Comparing the DUT results with actual calibration data for the signal analyzer makes it possible to apply in-hand knowledge and thereby adjust measurement settings to ensure greater confidence in results. Table 1 shows the measurement data from the calibration of a high performance signal analyzer. The worst-case spur is at 1.1 GHz with a level of -105.25 dBc. From this, the attenuation and RBW settings can be adjusted to achieve a lower noise floor and provide greater certainty that any displayed signals are real.

Using Calibration Data to Improve Performance

It’s reasonable to expect that a full calibration will test and verify all warranted specifications for all possible configurations of an instrument. Unfortunately, not every provider of calibration services is quite so thorough. It can certainly be a challenging task. For example, the calibration of one typical midrange signal analyzer requires 36 individual tests to ensure the instrument is performing as expected. After performing all these tests, the lab should provide a full measurement report along with traceability to (and compliance with) recognized calibration standards. Verification of testing, test results and standards compliance is essential to knowing the analyzer is meeting its warranted specifications. Figure 3 shows an example of a calibration report that can be used to improve measurement performance. The table contains the measured frequency response of a signal analyzer, including measurement uncertainty and the applicable instrument specifications. This data can be used to achieve tighter DUT specifications, wider manufacturing margins, faster test throughput or improved yield. In R&D, this data can help optimize designs and avoid the need to reconcile inconsistent results from different teams.

Figure 3

Figure 3 Calibration data for an instrument can assist with the interpretation of measurement results.

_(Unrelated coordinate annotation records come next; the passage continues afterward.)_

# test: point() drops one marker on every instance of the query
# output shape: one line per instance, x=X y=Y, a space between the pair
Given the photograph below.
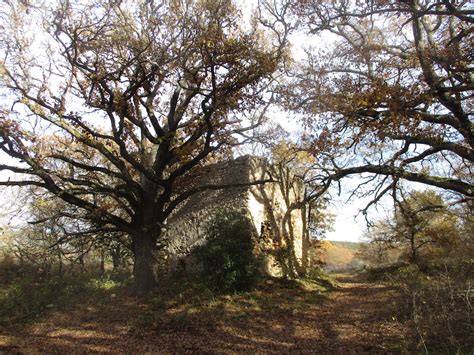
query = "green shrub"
x=227 y=258
x=438 y=305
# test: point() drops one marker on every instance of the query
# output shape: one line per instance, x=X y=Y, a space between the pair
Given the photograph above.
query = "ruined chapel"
x=274 y=208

Although a single engineer is often responsible for ensuring measurement performance, he or she is typically not the only person involved in obtaining calibration services. A few suggestions can ensure companies are getting what they need, while avoiding situations that undermine the ability to achieve the expected levels of instrument performance. First, it is important to be explicitly clear about expectations for calibration. This means specifying which warranted performance parameters must be verified every time the instrument is calibrated. It’s also important to ensure others understand the limits of “performance verification.” Even with adjustments, it isn’t the same as an actual calibration. Instead, it’s better to request that every warranted specification for every installed option be checked every time. For additional assurance, it’s best to verify that the following is always included:

  • Audit calibration reports
  • Full test results
  • List of all calibration equipment and verification that it has been tested
  • Confirmation that the calibration meets traceability requirements.

As a final suggestion, it can be worthwhile to determine the economic value of this “insurance.” For example, the ability to meet or exceed a target yield rate can reduce the number of DUTs that are scrapped or sent back for rework. This type of information can be an effective way to help management and procurement personnel appreciate the value of high quality calibration.

Conclusion

Opting for the most dependable calibration provider is the best way to ensure that test equipment continues to provide the performance that led to the purchase decision. In a commercial setting, this often translates into better throughput, margin and yield. In the aerospace and defense environment, it increases the likelihood of mission success. In any setting, reliable calibration ensures consistent results that make it easier to pinpoint product or design problems thereby minimizing delays in development and manufacturing.